Aucun des habitants des riantes villas qui entourent le village en hauteur sur les collines avoisinantes n’y est présent.
La tenancière nous confie qu’elle pense que cette clientèle s’approvisionne dans les chaînes et ne mange que dans des restaurants étoilés, cette dernière remarque est de moi.
Vous qui me lisez, si un jour vous passez par Deluz, aller manger le plat du jour à la Pergola, vous ne serez pas déçus, le rapport prix/qualité est imbattable et l’accueil chaleureux.
Jeudi matin la rivière est toujours en crue et la navigation interdite. À la ‘Pergola’ j’achète une baguette et un pain au chocolat et ensuite nous partons en promenade vers la chapelle Montoille, située en hauteur sur le flanc nord de la vallée du Doubs.
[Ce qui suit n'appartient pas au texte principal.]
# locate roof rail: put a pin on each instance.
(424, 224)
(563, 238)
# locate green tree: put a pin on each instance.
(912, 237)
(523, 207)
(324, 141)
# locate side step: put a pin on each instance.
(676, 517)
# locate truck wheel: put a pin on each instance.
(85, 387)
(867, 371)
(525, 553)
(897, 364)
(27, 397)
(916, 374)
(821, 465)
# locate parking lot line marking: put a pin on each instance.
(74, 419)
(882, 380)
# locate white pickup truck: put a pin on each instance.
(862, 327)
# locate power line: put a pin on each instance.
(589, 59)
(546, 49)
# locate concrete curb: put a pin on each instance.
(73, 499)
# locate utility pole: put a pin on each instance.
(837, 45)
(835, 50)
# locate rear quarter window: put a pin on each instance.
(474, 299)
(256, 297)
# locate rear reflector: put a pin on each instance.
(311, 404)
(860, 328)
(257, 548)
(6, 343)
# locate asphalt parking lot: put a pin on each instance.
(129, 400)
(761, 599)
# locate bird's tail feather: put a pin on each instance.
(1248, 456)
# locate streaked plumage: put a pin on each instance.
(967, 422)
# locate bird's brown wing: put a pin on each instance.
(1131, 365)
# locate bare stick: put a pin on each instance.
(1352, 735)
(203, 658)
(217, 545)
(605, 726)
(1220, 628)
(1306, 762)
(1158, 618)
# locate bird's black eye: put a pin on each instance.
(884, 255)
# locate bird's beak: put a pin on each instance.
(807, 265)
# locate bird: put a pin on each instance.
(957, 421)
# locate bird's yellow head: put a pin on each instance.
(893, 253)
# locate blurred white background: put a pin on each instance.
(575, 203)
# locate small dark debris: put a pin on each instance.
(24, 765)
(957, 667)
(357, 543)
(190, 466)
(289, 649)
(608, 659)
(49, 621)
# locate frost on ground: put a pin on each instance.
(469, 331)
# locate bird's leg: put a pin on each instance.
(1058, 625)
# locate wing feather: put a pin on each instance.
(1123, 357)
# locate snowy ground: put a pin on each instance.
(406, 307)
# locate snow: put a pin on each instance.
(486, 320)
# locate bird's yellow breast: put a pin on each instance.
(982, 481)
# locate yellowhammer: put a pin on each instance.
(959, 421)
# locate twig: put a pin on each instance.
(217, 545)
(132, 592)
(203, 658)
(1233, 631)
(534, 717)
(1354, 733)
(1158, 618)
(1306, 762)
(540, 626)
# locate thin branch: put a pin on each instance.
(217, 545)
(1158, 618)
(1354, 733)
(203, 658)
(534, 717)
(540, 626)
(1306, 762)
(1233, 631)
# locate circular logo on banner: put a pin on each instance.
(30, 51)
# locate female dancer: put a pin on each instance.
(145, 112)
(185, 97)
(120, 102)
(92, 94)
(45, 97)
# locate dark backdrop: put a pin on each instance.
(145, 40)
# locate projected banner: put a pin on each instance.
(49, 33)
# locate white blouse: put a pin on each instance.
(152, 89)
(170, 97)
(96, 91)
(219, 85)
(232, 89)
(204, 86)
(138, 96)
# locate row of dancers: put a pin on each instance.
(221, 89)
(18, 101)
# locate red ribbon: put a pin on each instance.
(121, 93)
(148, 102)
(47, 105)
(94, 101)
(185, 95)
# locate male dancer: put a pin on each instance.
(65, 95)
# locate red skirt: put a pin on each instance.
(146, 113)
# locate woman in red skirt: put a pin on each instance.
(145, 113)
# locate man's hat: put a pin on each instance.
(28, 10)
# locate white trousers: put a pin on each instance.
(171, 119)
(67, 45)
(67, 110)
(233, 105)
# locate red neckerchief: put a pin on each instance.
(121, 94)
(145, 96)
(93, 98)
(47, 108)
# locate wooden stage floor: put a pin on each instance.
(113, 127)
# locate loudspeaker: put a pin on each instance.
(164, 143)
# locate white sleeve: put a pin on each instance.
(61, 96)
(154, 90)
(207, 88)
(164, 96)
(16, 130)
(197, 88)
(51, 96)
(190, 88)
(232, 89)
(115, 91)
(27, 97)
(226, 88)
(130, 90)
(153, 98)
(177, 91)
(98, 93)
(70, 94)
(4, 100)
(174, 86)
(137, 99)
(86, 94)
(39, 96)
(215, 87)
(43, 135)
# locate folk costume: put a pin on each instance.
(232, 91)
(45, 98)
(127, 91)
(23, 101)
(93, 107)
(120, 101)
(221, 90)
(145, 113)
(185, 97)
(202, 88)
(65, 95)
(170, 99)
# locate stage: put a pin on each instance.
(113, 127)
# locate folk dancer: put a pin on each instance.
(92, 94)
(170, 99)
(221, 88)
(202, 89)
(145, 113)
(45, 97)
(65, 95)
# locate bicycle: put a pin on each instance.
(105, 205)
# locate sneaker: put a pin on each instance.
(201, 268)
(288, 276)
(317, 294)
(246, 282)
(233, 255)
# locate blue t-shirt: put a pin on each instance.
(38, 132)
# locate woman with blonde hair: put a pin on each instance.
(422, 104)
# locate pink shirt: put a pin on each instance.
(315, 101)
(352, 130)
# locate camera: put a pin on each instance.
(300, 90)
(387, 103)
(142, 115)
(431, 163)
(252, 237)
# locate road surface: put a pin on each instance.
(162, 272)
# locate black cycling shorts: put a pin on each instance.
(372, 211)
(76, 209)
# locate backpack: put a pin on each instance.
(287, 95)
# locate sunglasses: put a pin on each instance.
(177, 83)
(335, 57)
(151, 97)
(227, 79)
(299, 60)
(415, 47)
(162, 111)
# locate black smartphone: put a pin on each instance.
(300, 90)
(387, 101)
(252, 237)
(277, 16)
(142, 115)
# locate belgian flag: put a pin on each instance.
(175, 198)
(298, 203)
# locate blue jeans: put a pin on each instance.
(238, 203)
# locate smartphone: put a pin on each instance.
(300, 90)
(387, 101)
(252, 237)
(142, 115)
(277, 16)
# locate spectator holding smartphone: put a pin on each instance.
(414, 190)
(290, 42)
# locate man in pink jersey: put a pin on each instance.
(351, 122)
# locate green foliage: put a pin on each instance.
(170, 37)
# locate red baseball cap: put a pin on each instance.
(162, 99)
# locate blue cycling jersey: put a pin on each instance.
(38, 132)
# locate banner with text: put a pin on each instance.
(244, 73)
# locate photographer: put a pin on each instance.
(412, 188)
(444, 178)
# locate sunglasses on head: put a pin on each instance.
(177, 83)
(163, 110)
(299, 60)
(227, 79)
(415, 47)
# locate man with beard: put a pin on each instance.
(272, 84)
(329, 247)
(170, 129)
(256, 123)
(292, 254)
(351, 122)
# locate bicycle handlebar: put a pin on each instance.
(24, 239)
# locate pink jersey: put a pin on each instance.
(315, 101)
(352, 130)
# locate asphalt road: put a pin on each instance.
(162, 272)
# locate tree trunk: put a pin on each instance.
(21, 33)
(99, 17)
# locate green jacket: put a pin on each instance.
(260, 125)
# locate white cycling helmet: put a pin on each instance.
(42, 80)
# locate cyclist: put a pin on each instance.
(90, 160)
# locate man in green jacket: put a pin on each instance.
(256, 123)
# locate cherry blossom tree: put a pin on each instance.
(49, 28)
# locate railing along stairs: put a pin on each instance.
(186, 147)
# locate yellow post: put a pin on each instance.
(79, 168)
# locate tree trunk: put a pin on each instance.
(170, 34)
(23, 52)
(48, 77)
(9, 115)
À l’orée du village, dans un verger de mirabelliers, un jeune brocard et une chevrette broutent les fruits et ils nous laissent le temps de bien les observer. Lorsqu’ils se sont encourus, Marleen sort un sac en plastique de sa poche avec l’idée de continuer la récolte mais il s’avère que les fruits ne sont pas encore mûrs, les chevreuils vont avoir des crampes d’estomac.
Nous restons deux jours à Deluz, l’endroit nous plaît mais demain, le vendredi le 25 juillet, la rivière sera à nouveau ouverte à la navigation et nous poursuivrons notre voyage vers Besançon.